Friday 15 July 2011

Squeezed into the insurance company's box

We all have problems in trying to fill in computerized forms which give us the choice of options none of which fit the bill. As a result  I was very much amused by the blog post Misinformation and muppets by Azaria Frost. She describes the problems of getting car insurance when your occupation is not on the list. Several people made comments about how a different description such as "office worker" - which could apply to many people who also have a specialist title - can reduce your car insurance premium. One comment also explains that one of the reasons is because of the need to share information.

The problem is one that is pretty universal. While it is useful to classify information into boxes the real world is not like that.

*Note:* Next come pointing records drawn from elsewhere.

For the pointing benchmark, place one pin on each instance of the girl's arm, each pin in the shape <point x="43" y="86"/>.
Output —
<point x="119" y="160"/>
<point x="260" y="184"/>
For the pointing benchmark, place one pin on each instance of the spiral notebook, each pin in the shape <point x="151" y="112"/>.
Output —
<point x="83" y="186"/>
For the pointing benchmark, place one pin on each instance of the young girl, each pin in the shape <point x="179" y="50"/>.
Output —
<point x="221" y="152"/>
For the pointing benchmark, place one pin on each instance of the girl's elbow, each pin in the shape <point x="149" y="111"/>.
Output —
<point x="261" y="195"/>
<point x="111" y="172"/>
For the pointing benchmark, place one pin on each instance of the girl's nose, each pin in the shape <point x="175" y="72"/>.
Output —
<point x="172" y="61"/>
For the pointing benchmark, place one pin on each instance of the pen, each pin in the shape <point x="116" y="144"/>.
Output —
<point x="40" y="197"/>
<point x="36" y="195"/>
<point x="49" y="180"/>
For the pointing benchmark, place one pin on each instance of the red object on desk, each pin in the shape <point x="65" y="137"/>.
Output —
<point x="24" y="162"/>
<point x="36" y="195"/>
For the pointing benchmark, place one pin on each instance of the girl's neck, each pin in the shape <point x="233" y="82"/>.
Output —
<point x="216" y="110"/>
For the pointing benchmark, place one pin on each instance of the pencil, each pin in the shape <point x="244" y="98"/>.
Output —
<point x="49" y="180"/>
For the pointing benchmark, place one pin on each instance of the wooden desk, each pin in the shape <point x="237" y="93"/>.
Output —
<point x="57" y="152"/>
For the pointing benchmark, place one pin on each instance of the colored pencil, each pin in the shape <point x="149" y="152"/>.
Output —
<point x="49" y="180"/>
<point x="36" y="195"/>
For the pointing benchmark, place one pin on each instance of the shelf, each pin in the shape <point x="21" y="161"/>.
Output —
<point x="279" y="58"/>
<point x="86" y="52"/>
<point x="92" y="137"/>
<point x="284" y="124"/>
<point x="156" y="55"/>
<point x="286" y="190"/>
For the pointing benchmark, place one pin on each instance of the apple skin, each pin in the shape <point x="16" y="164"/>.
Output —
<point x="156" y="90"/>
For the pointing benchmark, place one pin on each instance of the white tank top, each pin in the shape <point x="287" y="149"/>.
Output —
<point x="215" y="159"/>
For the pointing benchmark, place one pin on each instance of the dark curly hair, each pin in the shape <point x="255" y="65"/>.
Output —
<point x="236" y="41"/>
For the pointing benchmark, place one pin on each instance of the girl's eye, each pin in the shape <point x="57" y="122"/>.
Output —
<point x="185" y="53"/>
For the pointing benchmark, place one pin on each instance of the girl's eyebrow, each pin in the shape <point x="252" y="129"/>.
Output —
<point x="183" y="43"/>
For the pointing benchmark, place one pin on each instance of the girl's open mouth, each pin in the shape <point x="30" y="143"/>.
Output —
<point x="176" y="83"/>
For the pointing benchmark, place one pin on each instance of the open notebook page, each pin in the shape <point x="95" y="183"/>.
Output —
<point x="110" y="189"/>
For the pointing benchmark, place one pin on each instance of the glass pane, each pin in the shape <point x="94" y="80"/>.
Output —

Often there is not clear borderline - for instances the classification of living things into families, species and subspecies in always going to turn up intermediate cases. Attempts to analyse data statistically can throw up problems. One of my first blog posts was I discover Babel's Dawn which had a review entitled Last Common Language was in Africa which I find very interesting. However when you look at original paper Phonemic Diversity Supports a Serial Founder Effect Model of Language Expansion from Africa in depth there are problems with the quality of the source data. This comes from classified data about a large number of different languages. While this does not invalidate the analysis the results must retain a considerable degree of uncertainty because of the classification assumptions which underlie the research.  


The important thing to remember is that in classifying and statistically analyzing any body of data there are likely to be difficult cases. Most computer systems simply sanitize the data by shoe-horning the "messy data" into a standard category - and "conveniently" forgetting that there was ever any uncertainty.